Hong Kong GDP Turns Positive
Also in Asia, Hong Kong’s GDP growth picked up slightly while Japan’s Leading Economic Index (LEI) missed expectations. In the fourth quarter, Hong Kong’s GDP expanded 0.8% quarter over quarter (q/q) after declining 0.1% in the three-months ended in September. The gain was supported by an increase in exports. In another matter, Japan’s LEI strengthened from 107.8 to 108.3 m/m but missed the median forecast of 108.9.
Aussie Inflation Beats to The Downside
Australia’s inflation rate remained steady at 2.5% y/y last month, despite projections for an increase to 2.6%. Still, there were broad increases across categories, with education, alcohol/tobacco, financial services and health registering price upticks of 6.5%, 6.4%, 5.3% and 4% y/y. But modest gains of 0.5%, 0.9%, 1%, 2.1% and 2.1% across the transportation, recreation/culture, furniture, housing and apparel served to counter the move north. Additionally, a 0.6% y/y decline in communications also helped to cushion the blow of higher prices.

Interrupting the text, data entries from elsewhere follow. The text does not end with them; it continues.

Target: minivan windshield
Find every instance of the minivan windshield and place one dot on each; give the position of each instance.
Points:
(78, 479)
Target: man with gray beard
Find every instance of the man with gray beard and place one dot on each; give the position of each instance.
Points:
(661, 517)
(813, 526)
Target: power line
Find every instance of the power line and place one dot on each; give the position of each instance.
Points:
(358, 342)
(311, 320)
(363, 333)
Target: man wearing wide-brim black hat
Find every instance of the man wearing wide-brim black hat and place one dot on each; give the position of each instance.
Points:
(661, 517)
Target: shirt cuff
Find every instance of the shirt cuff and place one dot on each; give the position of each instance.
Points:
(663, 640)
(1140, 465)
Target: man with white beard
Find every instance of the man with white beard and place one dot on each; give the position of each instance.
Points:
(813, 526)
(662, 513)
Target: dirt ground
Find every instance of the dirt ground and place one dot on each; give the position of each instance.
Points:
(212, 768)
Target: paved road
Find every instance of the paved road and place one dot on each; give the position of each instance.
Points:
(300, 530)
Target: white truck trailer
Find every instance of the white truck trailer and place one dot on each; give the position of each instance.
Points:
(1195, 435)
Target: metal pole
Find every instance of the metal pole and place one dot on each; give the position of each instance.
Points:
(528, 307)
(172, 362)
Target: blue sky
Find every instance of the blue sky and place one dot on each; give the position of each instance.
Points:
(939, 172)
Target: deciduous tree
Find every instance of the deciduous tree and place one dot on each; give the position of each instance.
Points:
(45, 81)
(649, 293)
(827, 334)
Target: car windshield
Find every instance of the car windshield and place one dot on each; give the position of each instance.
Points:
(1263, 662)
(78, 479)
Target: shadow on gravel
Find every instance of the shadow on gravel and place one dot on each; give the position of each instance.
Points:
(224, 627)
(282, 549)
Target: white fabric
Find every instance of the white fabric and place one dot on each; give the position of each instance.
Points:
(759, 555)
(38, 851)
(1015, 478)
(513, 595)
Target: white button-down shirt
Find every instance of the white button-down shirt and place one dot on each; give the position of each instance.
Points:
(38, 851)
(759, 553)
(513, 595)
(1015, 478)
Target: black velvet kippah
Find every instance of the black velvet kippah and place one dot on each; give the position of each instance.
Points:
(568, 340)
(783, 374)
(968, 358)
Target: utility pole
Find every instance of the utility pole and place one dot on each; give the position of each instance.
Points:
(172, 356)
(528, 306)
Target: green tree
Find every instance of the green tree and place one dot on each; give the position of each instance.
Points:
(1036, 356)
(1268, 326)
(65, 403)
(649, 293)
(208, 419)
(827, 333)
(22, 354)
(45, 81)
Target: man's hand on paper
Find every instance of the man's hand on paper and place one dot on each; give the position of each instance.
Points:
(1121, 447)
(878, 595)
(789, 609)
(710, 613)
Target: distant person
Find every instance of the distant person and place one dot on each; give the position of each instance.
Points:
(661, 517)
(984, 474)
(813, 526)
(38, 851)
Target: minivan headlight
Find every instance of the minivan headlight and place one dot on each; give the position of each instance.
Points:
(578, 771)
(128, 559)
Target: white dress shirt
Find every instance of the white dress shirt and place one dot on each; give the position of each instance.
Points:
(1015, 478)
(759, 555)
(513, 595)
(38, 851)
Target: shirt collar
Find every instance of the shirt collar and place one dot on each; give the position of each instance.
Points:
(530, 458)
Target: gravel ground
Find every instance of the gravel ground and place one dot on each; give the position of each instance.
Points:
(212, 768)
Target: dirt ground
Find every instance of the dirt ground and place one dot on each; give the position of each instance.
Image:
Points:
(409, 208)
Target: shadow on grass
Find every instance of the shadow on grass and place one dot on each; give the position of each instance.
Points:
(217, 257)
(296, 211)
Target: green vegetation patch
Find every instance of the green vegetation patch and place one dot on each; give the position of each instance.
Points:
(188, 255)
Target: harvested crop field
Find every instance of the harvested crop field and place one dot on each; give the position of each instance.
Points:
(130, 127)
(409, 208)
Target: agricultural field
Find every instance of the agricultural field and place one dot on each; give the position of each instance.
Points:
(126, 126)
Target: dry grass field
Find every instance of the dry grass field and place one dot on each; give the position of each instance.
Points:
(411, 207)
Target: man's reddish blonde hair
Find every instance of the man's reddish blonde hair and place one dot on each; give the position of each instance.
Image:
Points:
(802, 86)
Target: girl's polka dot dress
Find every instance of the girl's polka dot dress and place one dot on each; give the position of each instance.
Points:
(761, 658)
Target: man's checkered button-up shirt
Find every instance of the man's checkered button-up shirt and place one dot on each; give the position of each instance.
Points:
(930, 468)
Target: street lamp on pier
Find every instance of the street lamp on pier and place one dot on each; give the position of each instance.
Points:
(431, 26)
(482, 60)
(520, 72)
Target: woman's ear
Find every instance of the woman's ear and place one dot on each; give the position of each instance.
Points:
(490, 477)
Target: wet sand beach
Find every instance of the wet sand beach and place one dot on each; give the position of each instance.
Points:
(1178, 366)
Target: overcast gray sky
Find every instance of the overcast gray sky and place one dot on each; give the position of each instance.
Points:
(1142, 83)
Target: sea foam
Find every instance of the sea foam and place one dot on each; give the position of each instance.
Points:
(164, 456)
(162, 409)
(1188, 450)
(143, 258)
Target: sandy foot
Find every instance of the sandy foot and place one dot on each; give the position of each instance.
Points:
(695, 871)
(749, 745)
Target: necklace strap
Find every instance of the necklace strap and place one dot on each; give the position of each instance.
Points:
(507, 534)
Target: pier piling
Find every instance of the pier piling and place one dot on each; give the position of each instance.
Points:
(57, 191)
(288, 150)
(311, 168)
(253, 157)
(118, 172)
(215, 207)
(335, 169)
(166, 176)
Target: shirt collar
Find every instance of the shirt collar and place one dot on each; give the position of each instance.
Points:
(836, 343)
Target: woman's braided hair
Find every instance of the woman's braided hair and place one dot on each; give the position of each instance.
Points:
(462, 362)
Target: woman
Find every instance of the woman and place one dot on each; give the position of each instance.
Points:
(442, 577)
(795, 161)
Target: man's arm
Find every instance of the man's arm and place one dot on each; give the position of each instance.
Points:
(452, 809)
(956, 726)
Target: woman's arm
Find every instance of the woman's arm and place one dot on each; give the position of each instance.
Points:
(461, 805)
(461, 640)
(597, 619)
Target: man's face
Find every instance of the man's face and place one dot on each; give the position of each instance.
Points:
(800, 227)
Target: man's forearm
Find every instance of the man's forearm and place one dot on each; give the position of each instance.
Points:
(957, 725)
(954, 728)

The value of Australia’s completed construction projects rose just 0.5% q/q in the final three months of 2024 on the back of sluggish commercial activity. The headline figure was just half of the rate expected by economists and weaker than the 2% increase in the preceding period. However, the indicator climbed 1.8% relative to the same period in 2023 as reported by the Australian Bureau of Statistics. Residential construction climbed 0.9% q/q and 5.7% y/y while non-residential construction dipped 3.1% and 9.6%.